By Colin Peppard/Innovation Manager for Outreach and Strategic Relationships
Can the world’s biggest tech firm and a leading transportation non-profit help to bring smarter transit to Los Angeles?
The U.S. Department of Transportation last year came up with an innovative new program to harness new transportation technologies. Called the “Smart Cities Challenge,” DOT pledged $40 million to one U.S. city with the best plan to integrate innovative and emerging new approaches – such as autonomous and connected vehicles, on-demand mobility, smart sensors – into their urban network.
Seventy-eight cities applied, but as these things go, only one got the funding. So while the winner – Columbus, Ohio – forges ahead with implementing their vision, the other 77 cities were left asking what to do with their carefully crafted proposals. The nation’s biggest tech firm and a leading U.S. transportation nonprofit – which have a similar commitment to using technology to improve transportation – were not about to let those plans gather dust on a shelf somewhere.
In June of this year, Transportation for America announced that it had teamed up with Google’s Sidewalk Labs to engage a group of ambitious cities to explore how technology can improve urban mobility by making their Smart Cities plans into reality. The partnership, called the Smart Cities Collaborative, builds on Transportation for America’s experience collaborating with state and local governments to develop forward-looking transportation and land-use policy, combined with Sidewalk Labs’ expertise working with cities to develop digital technology that solves big urban problems.
L.A. Metro, alongside our partners at LADOT, was selected from the nearly 60 cities that applied to be a part of the Collaborative. Through the collaborative Los Angeles will work with other cities in three core areas:
- Shared mobility, and how it could help cities provide equitable, affordable, and more sustainable transportation choices.
- Automated vehicles, and their potential impact on urban transit systems, congestion, transportation equity, and the environment.
- Performance measures and data analytics, and how to use data to manage complex transportation networks and achieve transit equity and environmental goals.
Initially, Metro will participate in a variety of information-sharing meetings, both with other member cities and with industry-leading transportation experts. From there, Metro will receive direct technical assistance, create pilot programs and share results with the rest of the collaborative to drive best practices across the country.
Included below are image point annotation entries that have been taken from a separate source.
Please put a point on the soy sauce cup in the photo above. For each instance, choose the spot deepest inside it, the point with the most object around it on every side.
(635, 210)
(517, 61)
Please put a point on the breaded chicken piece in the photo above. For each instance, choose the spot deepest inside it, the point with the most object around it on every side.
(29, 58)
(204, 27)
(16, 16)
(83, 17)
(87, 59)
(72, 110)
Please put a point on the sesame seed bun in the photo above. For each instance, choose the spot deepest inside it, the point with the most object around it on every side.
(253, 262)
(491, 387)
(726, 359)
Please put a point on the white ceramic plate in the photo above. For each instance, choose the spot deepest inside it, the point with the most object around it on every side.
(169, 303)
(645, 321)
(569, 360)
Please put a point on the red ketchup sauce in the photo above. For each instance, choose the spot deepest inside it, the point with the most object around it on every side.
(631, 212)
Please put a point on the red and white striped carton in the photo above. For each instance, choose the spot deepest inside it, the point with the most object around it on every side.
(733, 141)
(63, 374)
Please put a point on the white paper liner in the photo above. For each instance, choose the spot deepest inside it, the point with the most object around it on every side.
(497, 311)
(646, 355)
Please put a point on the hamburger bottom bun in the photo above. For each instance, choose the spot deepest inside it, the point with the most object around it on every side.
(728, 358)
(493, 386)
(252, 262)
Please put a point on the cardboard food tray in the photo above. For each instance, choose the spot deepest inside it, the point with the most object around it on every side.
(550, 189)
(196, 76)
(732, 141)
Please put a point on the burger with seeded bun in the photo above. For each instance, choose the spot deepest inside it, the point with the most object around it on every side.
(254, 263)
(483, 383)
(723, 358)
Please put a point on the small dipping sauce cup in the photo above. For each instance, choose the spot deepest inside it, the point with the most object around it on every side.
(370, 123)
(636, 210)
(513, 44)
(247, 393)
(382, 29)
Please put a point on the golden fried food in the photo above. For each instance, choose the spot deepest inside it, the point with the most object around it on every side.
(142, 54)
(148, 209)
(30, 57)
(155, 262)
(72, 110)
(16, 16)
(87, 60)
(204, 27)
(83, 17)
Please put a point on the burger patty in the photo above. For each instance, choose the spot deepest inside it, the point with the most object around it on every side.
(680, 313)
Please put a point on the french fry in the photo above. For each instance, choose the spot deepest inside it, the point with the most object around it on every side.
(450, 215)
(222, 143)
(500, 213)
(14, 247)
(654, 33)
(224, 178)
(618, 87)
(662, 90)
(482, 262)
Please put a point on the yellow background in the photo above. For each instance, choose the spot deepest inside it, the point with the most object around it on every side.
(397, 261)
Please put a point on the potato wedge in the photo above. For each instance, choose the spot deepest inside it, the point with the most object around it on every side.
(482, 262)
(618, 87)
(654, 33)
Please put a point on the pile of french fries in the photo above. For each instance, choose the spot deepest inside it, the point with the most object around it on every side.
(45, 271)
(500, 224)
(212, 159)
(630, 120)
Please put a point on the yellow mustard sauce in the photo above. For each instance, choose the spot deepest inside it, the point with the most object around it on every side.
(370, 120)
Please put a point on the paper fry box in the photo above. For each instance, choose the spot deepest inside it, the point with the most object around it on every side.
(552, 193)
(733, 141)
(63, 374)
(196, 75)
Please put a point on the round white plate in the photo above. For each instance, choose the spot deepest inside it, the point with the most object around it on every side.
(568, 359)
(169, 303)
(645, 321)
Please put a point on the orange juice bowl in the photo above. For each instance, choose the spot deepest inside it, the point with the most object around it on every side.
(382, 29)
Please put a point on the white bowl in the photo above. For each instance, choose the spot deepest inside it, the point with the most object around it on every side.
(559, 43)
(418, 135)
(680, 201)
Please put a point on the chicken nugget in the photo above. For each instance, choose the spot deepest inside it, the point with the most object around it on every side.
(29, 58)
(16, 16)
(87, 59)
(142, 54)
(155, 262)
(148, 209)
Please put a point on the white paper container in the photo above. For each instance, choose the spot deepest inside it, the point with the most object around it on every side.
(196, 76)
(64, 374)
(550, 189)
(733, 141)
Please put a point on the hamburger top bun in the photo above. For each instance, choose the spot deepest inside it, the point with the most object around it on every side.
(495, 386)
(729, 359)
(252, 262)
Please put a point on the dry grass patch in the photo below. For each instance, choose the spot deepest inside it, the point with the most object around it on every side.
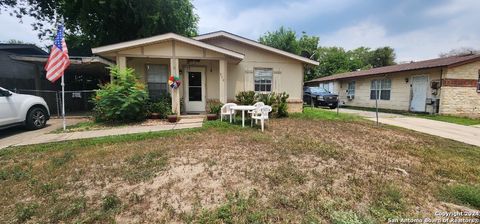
(299, 170)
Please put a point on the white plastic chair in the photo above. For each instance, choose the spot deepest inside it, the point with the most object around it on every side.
(227, 111)
(257, 106)
(262, 115)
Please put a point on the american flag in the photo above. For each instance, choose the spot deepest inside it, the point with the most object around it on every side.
(58, 60)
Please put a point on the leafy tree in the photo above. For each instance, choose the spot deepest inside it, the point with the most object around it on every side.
(286, 39)
(100, 22)
(283, 39)
(333, 60)
(383, 56)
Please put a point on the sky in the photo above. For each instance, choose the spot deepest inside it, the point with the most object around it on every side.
(416, 29)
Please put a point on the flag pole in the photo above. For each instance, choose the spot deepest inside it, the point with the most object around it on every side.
(63, 91)
(63, 104)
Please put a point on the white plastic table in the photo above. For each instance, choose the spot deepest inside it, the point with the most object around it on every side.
(243, 108)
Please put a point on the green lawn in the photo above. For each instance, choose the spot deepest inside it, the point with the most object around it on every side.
(451, 119)
(314, 167)
(445, 118)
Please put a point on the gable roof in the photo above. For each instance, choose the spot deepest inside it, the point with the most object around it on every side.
(255, 44)
(164, 37)
(432, 63)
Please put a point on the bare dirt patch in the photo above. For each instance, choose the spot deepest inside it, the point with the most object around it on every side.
(298, 170)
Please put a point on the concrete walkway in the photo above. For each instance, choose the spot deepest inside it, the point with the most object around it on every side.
(461, 133)
(30, 138)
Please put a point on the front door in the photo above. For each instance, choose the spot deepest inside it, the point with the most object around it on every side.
(419, 93)
(195, 90)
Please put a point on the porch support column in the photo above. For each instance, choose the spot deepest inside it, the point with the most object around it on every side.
(175, 92)
(122, 62)
(223, 81)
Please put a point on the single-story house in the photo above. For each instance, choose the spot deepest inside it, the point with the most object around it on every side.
(216, 65)
(449, 85)
(22, 71)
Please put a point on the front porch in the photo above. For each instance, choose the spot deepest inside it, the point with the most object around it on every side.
(202, 68)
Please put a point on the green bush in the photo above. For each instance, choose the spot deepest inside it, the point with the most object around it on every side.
(122, 100)
(246, 97)
(214, 106)
(278, 101)
(161, 105)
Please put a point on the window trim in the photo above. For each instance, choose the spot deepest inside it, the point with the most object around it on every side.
(254, 77)
(147, 75)
(348, 88)
(378, 92)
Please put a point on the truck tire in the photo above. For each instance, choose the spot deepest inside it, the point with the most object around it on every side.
(36, 118)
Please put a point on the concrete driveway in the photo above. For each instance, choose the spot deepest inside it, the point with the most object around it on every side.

Our initial focus will be on designing a dynamically routed shared-mobility pilot that can help to improve service over traditional transit in areas with high trip demand that are poorly served by fixed-route transit.
Collaboration is fundamental to innovation, and we’re excited to have partners around the country that we can experiment alongside and learn from as we work to design the transportation solutions of tomorrow.